Профессор вскочил с кресла и заходил из угла в угол в сильном волнении.
— Это ты не можешь понять, что мы всего-навсего приводим справедливый приговор суда в исполнение и что наши подопытные — не простые люди, а страшные убийцы и насильники, которым и в аду места нет. Пускай хоть напоследок принесут пользу человечеству, раз уж принесли столько горя.
— Я вообще-то шла работать в институт, а не в камеру смертников.
— Человек рождается в муках, — продолжал Озеров, не обратив внимания на ее реплику. — Он всю жизнь несет этот крест, да и жизнь наша, как мне кажется, изначально запланирована на одни лишь испытания. Все мы — мученики и мучители — обречены вечно терзать друг друга физически или морально, и неизвестно еще, что лучше. Ты думаешь, такая лаборатория только у нас, а за бугром их нет? Да и у нас она не единственная. Есть еще несколько колоссальных по масштабу…
— Что вы имеете в виду?
Профессор не ответил. Лишь несколько лет спустя, бывая в командировках в Челябинске, на Новой Земле, в Семипалатинске, Лена поняла, о чем говорил Озеров. Она поняла, что это за колоссальные лаборатории, в тысячу раз большие по площади и количеству людей, вовлеченных в эти страшные опыты и виновных лишь в том, что испокон веков живут на земле, выбранной высокими дядями под испытательные полигоны.
Постепенно Елена осознала, что она лишь песчинка в этом бескрайнем океане насилия и жестокости, именуемом человеческой жизнью. Она смирилась с тем, что лаборатория нужна и своевременна. Ну а то, что в качестве подопытного материала использовались люди, так это не вина ученых.
Елена была продуктом советского воспитания, верила в незыблемость принципов коммунизма, в счастливое будущее, хотя и видела окружающую действительность. Но иногда она срывалась чисто по-женски, воспринимая все не умом, а сердцем, давая полную волю эмоциям. Тогда никакие уговоры, приказы, ласки не могли изменить ее решения. Часто она от этого страдала, но, оправившись, благодаря своему обаянию и сильному характеру снова брала верх над ситуацией.

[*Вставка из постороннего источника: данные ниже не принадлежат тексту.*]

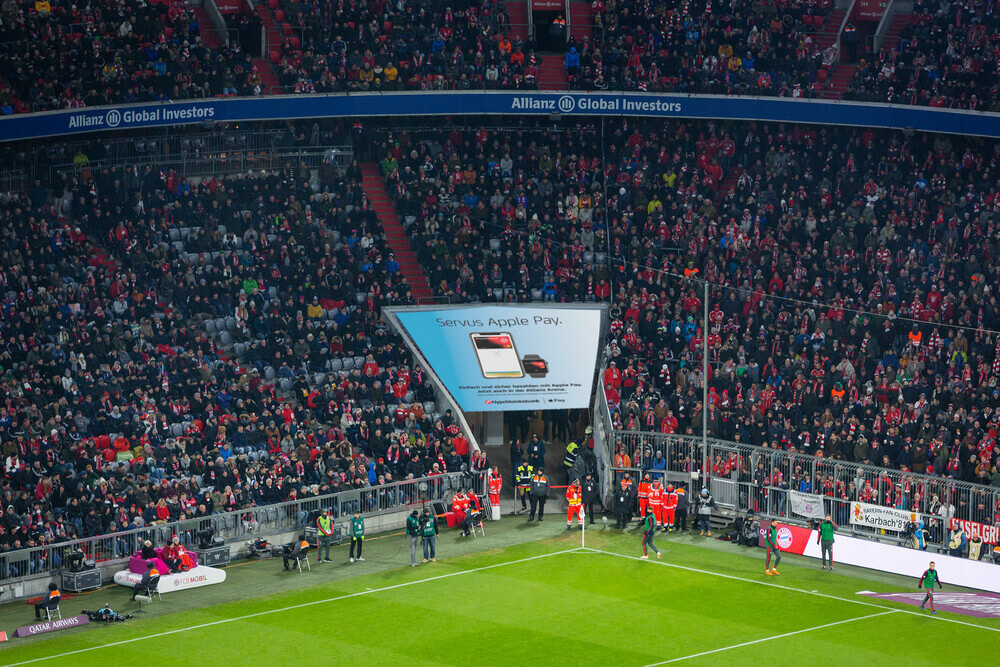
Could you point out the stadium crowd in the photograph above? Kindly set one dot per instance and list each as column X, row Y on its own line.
column 118, row 407
column 945, row 57
column 852, row 313
column 735, row 48
column 56, row 55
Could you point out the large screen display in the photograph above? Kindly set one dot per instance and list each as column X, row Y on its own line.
column 495, row 358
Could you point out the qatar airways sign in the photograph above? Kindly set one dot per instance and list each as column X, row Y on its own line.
column 50, row 626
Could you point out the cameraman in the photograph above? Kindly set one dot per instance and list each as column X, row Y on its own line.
column 428, row 532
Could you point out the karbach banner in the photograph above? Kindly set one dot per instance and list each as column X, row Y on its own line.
column 883, row 557
column 806, row 504
column 989, row 534
column 426, row 103
column 876, row 516
column 495, row 358
column 793, row 539
column 49, row 626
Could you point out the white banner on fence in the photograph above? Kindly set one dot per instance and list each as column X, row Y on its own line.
column 806, row 504
column 875, row 516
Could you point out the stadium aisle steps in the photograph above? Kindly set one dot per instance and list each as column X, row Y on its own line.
column 399, row 242
column 580, row 22
column 552, row 72
column 729, row 184
column 208, row 31
column 518, row 13
column 829, row 31
column 840, row 78
column 272, row 42
column 899, row 21
column 267, row 76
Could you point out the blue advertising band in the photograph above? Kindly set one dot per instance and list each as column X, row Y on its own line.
column 359, row 105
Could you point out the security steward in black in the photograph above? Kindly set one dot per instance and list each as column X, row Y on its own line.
column 623, row 504
column 591, row 495
column 524, row 483
column 539, row 494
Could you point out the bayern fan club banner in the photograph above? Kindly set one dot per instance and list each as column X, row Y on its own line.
column 988, row 534
column 876, row 516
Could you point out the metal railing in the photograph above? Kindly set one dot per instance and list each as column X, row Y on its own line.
column 746, row 477
column 240, row 525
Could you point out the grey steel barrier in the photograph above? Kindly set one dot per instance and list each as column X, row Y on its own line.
column 742, row 477
column 239, row 525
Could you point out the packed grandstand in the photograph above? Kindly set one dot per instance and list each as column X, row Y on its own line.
column 178, row 345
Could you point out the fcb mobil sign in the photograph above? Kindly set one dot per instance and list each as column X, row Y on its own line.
column 875, row 516
column 793, row 539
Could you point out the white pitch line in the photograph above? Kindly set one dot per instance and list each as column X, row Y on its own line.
column 797, row 590
column 767, row 639
column 289, row 608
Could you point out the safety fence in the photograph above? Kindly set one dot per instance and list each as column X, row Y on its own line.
column 744, row 477
column 241, row 525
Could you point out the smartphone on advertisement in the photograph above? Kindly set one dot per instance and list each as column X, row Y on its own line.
column 496, row 354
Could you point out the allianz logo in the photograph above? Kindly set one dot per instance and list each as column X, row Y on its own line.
column 587, row 103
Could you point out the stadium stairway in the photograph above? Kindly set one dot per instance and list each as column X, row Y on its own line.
column 399, row 241
column 267, row 76
column 581, row 25
column 208, row 31
column 552, row 72
column 729, row 184
column 891, row 40
column 518, row 13
column 840, row 79
column 272, row 49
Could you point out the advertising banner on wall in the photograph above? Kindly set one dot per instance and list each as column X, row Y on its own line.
column 524, row 357
column 875, row 516
column 989, row 534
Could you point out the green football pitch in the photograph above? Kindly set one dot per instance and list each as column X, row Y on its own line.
column 527, row 594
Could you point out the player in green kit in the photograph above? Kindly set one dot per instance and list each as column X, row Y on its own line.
column 357, row 535
column 927, row 581
column 772, row 546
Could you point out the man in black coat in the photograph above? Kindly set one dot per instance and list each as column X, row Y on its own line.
column 591, row 495
column 623, row 505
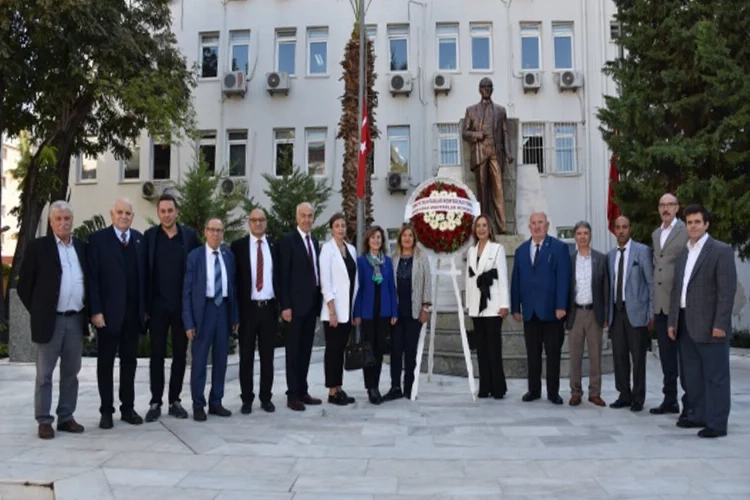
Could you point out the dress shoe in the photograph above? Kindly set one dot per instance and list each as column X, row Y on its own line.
column 219, row 411
column 70, row 426
column 530, row 396
column 309, row 400
column 46, row 431
column 295, row 404
column 177, row 411
column 106, row 421
column 711, row 433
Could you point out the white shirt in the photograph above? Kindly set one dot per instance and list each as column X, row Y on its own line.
column 584, row 294
column 693, row 252
column 665, row 232
column 210, row 263
column 266, row 293
column 71, row 282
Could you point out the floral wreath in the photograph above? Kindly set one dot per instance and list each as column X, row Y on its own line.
column 442, row 213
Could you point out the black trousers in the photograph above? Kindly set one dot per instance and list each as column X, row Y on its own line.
column 333, row 359
column 547, row 335
column 261, row 328
column 671, row 363
column 489, row 342
column 404, row 342
column 163, row 323
column 299, row 335
column 109, row 341
column 629, row 342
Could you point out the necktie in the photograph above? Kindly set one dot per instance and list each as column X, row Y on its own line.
column 620, row 272
column 259, row 267
column 218, row 293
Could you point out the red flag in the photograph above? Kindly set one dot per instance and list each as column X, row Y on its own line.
column 613, row 211
column 363, row 150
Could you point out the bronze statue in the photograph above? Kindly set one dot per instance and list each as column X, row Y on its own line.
column 486, row 130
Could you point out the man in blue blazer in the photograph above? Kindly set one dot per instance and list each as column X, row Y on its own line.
column 631, row 313
column 117, row 262
column 209, row 312
column 539, row 289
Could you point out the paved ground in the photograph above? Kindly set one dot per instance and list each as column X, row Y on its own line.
column 441, row 446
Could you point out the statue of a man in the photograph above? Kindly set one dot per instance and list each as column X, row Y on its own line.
column 486, row 131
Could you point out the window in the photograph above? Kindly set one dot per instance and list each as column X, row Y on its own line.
column 532, row 142
column 447, row 35
column 161, row 158
column 481, row 47
column 531, row 47
column 450, row 144
column 239, row 48
column 398, row 144
column 209, row 55
column 315, row 140
column 131, row 169
column 317, row 49
column 237, row 147
column 283, row 151
column 207, row 150
column 286, row 45
column 398, row 41
column 563, row 38
column 565, row 148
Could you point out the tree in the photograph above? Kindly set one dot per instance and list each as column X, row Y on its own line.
column 682, row 118
column 349, row 126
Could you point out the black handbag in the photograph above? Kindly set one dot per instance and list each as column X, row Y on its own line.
column 358, row 354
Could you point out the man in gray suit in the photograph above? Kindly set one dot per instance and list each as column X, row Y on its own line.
column 669, row 241
column 589, row 297
column 631, row 314
column 700, row 318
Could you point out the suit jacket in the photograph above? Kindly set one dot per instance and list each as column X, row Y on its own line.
column 639, row 284
column 541, row 288
column 493, row 257
column 481, row 150
column 245, row 276
column 599, row 288
column 664, row 259
column 107, row 276
column 710, row 292
column 190, row 241
column 194, row 288
column 297, row 291
column 39, row 285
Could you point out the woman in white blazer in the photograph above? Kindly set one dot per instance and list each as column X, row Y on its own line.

И все-таки Система приручила ее, как приручила подавляющее большинство населения страны. Бережная твердо уяснила одну истину: плевать против ветра — себе дороже. Да и что она могла противопоставить холодному и беспощадному слову «НАДО» — любовь к ближнему, гуманизм и милосердие? Но почему-то об этих понятиях забывают, когда речь заходит о государственных интересах.
И лишь единственное, что хоть как-то успокаивало совесть Елены, — ее новая собственная тема, имеющая важное значение для практической медицины. Она знала, что материалы ее опытов помогают сохранить сотни человеческих жизней.